Pero frente a quienes sí la han frecuentado, Gournay afirma con fuerza que no podrían, ni aun deseándole mal, tacharla de falsa, superficial, negligente en sus deberes, imprudente en sus compañías o deshonesta en su conducta. Deja claro que su vida ha sido marcada por la inocencia, la decencia y la rectitud. Su defensa no es solo un alegato personal, sino también un intento de fijar para la posteridad la verdad de su carácter.
Ella admite, sin embargo, tres rasgos: ser sensible, firme y vehemente. Reconoce que estas cualidades pueden parecer espinosas para algunos, pero reivindica su valor: en un alma iluminada por la razón, estas no son defectos, sino semillas de virtudes que benefician a la sociedad. Por otro lado, reconoce ser buena amiga, nadie podría tener una mala relación con ella, ni siquiera aquellos quienes los acusan. Si tales verdades fueron tales antes, con mayor razón lo serán ahora. Esto porque las personas que no suelen guiarse por la razón se empeñan por sus propias fuerzas en los mismo propósitos, comienzan a envejecer y con ellos su juicio. En cambio, las personas que se dedican al ejercicio de la razón, todos sus defectos físicos y mentales se enmiendan.
Hay un reproche que Marie identifica y es aquel que hizo al tratar de retenerlos para estar con ellos. La autora señala que la verdadera amistad no se sostiene con el interés, porque si bien un amigo solo tiene interés, solo lo ligara un vínculo de deber, no de amistad verdadera. Un amigo por interés, no es otra cosa que un esclavo, un adulador a sueldo que no quiere la compañía. Estos siempre aparentan erudición.
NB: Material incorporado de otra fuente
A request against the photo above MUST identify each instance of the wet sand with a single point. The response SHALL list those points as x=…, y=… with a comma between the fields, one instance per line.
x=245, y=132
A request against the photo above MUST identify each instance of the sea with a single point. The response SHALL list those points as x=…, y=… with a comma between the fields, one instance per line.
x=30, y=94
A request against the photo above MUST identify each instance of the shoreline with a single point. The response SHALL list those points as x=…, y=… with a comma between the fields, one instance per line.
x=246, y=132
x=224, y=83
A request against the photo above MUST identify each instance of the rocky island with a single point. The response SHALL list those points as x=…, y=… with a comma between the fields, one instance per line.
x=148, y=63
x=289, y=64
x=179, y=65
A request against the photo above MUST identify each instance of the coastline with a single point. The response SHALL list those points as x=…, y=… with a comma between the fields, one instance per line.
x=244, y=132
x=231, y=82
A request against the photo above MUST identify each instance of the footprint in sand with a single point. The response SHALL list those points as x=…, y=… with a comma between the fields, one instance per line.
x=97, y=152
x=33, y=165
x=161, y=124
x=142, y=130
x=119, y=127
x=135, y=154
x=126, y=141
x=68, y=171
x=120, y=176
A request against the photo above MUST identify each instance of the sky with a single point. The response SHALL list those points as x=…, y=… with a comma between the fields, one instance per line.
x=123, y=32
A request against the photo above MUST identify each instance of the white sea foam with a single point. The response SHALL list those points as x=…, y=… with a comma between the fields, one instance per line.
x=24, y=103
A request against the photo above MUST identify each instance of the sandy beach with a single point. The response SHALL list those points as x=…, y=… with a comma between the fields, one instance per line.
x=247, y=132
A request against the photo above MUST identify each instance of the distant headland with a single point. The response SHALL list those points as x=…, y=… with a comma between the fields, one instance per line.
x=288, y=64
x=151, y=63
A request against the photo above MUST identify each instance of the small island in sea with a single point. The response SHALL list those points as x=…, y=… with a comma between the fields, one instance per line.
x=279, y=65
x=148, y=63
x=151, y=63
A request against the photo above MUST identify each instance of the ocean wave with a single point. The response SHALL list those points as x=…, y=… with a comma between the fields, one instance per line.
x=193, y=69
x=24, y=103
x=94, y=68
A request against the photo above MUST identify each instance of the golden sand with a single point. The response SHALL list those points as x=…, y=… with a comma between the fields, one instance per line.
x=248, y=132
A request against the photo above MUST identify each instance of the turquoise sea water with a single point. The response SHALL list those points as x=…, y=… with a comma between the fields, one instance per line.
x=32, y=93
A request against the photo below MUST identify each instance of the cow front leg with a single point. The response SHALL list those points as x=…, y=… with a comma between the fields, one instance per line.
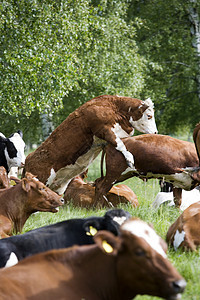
x=114, y=136
x=177, y=195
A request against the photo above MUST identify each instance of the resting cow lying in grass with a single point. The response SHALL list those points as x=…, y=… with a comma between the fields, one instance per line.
x=184, y=232
x=156, y=156
x=60, y=235
x=117, y=268
x=17, y=203
x=82, y=194
x=77, y=141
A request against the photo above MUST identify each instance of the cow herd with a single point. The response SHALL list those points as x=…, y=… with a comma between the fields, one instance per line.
x=113, y=257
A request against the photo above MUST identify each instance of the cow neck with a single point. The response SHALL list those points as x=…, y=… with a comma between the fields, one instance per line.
x=15, y=209
x=101, y=278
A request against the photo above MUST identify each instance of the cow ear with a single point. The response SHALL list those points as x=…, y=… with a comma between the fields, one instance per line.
x=91, y=227
x=26, y=185
x=20, y=133
x=3, y=139
x=107, y=242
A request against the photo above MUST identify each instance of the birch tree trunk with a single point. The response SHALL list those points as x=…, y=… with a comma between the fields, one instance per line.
x=195, y=31
x=47, y=124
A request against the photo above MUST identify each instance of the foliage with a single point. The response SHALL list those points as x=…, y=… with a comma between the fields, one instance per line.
x=71, y=51
x=164, y=38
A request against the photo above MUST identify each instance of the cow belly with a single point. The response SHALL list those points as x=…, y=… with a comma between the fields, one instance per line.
x=59, y=181
x=179, y=180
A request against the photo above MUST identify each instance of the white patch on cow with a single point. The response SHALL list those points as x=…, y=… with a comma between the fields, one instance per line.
x=120, y=133
x=147, y=123
x=179, y=180
x=143, y=230
x=13, y=260
x=188, y=198
x=178, y=239
x=119, y=220
x=19, y=144
x=66, y=174
x=51, y=177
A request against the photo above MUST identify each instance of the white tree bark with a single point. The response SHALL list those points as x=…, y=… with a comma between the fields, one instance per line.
x=195, y=31
x=47, y=124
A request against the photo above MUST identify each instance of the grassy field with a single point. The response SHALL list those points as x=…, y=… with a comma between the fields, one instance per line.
x=188, y=264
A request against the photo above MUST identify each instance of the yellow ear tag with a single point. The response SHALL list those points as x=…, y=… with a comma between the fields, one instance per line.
x=107, y=247
x=92, y=231
x=12, y=182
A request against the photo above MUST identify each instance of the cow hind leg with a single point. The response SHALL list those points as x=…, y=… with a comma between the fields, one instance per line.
x=102, y=187
x=177, y=194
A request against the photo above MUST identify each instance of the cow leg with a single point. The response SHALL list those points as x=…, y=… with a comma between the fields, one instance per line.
x=102, y=187
x=177, y=194
x=114, y=137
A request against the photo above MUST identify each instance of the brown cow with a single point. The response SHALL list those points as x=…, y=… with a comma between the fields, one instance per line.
x=17, y=203
x=156, y=156
x=77, y=141
x=114, y=268
x=184, y=232
x=82, y=194
x=4, y=180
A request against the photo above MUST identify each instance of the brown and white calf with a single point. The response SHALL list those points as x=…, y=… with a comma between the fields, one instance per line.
x=184, y=232
x=77, y=141
x=4, y=180
x=82, y=194
x=156, y=156
x=115, y=267
x=17, y=203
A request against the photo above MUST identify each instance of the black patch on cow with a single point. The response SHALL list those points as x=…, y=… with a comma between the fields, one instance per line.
x=12, y=151
x=59, y=235
x=3, y=161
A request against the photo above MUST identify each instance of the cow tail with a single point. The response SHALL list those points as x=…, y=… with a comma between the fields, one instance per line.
x=102, y=159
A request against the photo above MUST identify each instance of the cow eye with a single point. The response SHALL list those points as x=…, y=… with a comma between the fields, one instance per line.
x=42, y=188
x=140, y=252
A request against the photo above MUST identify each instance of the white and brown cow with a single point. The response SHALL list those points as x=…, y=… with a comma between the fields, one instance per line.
x=82, y=194
x=77, y=141
x=156, y=156
x=115, y=268
x=184, y=232
x=17, y=203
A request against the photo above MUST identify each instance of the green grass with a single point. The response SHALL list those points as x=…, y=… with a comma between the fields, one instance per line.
x=187, y=263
Sin embargo, no la tienen. Marie nos dice que la prueba para verificarlo sería encerrarlos en un cuarto con un libro de Tácito y que redacten cierto texto de acuerdo con el filósofo. No podrían porque necesitarían de más libros para redactar su propio pensamiento. No son originales, no tienen la autenticidad de los autores que escriben.
El mito de la amistad
Relata que en los tiempos antiguos la amistad irradiaba felicidad por el mundo, pero la adulación, imitándola falsamente, intentó ocupar su lugar incluso en la mesa de Júpiter. Para evitar esa confusión, los dioses dispusieron que la verdadera amistad siempre viniera acompañada de la adversidad, ya que la adulación no puede soportarla. La idea es clara: la amistad auténtica se reconoce porque permanece en la desgracia, mientras que la adulación huye cuando desaparece la prosperidad.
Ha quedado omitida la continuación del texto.